Infections were categorized by organ system and causal organism. Chronic infections with long-term sequelae included were HIV, chronic viral hepatitis, tuberculosis, and rheumatic fever. Acute infections were limited to hospital admissions. Obesity was only considered for individuals above the age of 18 years.
308 physical and mental health conditions involving intensive use of healthcare resources were selected. These included health conditions from QOF, with modifications for more granular phenotypes reflecting distinct pathological pathways where applicable, such as type 1 diabetes mellitus, type 2 diabetes mellitus and diabetes mellitus (‘other’ or ‘unspecified’).

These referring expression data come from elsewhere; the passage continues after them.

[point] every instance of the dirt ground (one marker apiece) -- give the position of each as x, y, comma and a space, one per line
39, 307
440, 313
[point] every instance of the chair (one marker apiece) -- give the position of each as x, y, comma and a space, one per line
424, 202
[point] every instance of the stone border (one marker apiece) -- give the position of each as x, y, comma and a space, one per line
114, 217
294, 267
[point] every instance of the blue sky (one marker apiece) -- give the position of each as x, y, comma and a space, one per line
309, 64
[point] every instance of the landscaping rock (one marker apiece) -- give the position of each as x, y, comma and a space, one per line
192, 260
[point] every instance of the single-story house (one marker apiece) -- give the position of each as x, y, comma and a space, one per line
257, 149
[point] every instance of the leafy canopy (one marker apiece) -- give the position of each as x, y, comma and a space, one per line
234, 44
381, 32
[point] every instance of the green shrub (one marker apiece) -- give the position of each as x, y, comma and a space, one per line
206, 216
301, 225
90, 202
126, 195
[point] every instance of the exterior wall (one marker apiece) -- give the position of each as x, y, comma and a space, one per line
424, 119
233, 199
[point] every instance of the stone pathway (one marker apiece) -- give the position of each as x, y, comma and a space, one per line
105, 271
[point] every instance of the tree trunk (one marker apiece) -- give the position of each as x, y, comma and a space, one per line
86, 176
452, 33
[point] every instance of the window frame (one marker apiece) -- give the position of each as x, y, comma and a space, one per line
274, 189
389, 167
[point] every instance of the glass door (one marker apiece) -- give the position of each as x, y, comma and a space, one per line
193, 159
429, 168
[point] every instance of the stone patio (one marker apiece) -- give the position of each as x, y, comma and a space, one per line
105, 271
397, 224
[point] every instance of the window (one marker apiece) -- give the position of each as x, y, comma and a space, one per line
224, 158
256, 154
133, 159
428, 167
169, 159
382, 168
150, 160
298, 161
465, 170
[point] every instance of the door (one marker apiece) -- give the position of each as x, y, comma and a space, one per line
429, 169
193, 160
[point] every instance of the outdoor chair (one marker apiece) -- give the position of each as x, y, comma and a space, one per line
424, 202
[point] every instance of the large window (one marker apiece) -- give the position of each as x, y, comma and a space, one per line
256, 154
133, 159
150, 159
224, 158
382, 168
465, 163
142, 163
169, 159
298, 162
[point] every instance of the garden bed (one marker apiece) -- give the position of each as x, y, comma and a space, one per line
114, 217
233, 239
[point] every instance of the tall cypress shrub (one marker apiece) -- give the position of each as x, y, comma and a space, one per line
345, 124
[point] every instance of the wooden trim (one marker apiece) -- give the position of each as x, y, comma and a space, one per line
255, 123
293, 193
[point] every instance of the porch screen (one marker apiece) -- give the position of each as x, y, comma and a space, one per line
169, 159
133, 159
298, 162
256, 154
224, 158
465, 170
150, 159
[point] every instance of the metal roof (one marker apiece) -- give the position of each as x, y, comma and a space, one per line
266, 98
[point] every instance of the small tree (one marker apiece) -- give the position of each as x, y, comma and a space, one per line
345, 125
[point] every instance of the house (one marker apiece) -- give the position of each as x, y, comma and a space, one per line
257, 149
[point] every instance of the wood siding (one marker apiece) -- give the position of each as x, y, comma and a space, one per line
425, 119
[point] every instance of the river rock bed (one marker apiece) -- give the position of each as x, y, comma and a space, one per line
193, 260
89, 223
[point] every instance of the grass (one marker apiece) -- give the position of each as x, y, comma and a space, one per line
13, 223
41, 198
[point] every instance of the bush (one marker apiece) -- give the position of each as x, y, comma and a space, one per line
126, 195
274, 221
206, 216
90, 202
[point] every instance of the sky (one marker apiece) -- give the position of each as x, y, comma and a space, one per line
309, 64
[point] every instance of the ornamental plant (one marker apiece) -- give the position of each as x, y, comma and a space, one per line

Health conditions were harmonised across primary and secondary care coding systems and organised into 16 disease categories corresponding closely to ICD-10 chapters.
Phenotyping algorithms defining 302 of the 308 conditions were based on diagnosis or procedural codes. The case definitions for the remaining six conditions used blood test values or other measures, namely: estimated glomerular filtration rate (eGFR) for chronic kidney disease, total cholesterol (TC) for raised total cholesterol, low density lipoprotein-cholesterol (LDL-C) for raised LDL-C, high density lipoprotein-cholesterol (HDL-C) for low HDL-C, triglyceride (TG) for raised triglyceride and body mass index (BMI) for obesity. Phenotyping algorithms for eleven conditions (stable angina, unstable angina, myocardial infarction, coronary heart disease not otherwise specified, hypertension, peripheral arterial disease, atrial fibrillation, abdominal aortic aneurysm, type 1 diabetes, type 2 diabetes and diabetes other or not specified) were adapted from algorithms and codelists that had previously been defined in the CALIBER portal.
Diagnoses and procedures are recorded in CPRD using Read codes. ICD-10 diagnosis codes and Office of the Population Censuses and Surveys Classification of Interventions and Procedures version 4 (OPCS-4) procedural codes are used in HES-APC.
The selection of ICD-10 codes for the ICD-10 codelists has been described above. These ICD-10 codes were mapped to Read codes as follows: cross-maps provided by NHS Digital were used to look up similar terms between ICD-10 and Read codes [2]; a list of keywords for each condition was constructed in agreement with the clinicians responsible for diseases in the respective categories; keyword searches were performed on a lookup file provided by CPRD (medical.txt) which contains Read codes, CPRD medcodes and a verbal description common to both codes; Read codes with their corresponding descriptive terms identified from the cross-mapping and keyword searches were concatenated into a long list; the long list was further supplemented by Read codes in the Read code hierarchy that were adjacent to the codes identified from the cross-mapping and keyword searches, which were considered possible candidates for inclusion in the respective codelists; finally, this long list was pruned in collaboration with the clinicians responsible for the respective categories to obtain the final Read codelists for each condition.
Where procedures were identified in Read codes for a specific condition, a keyword search for these procedures was performed in the OPCS-4 dictionary. These terms were concatenated with adjacent terms within the OPCS-4 hierarchy that were considered potentially relevant to the specific condition to form a long list. The final OPCS-4 codelist was constructed from this long list together with the clinicians responsible for diseases in the respective categories.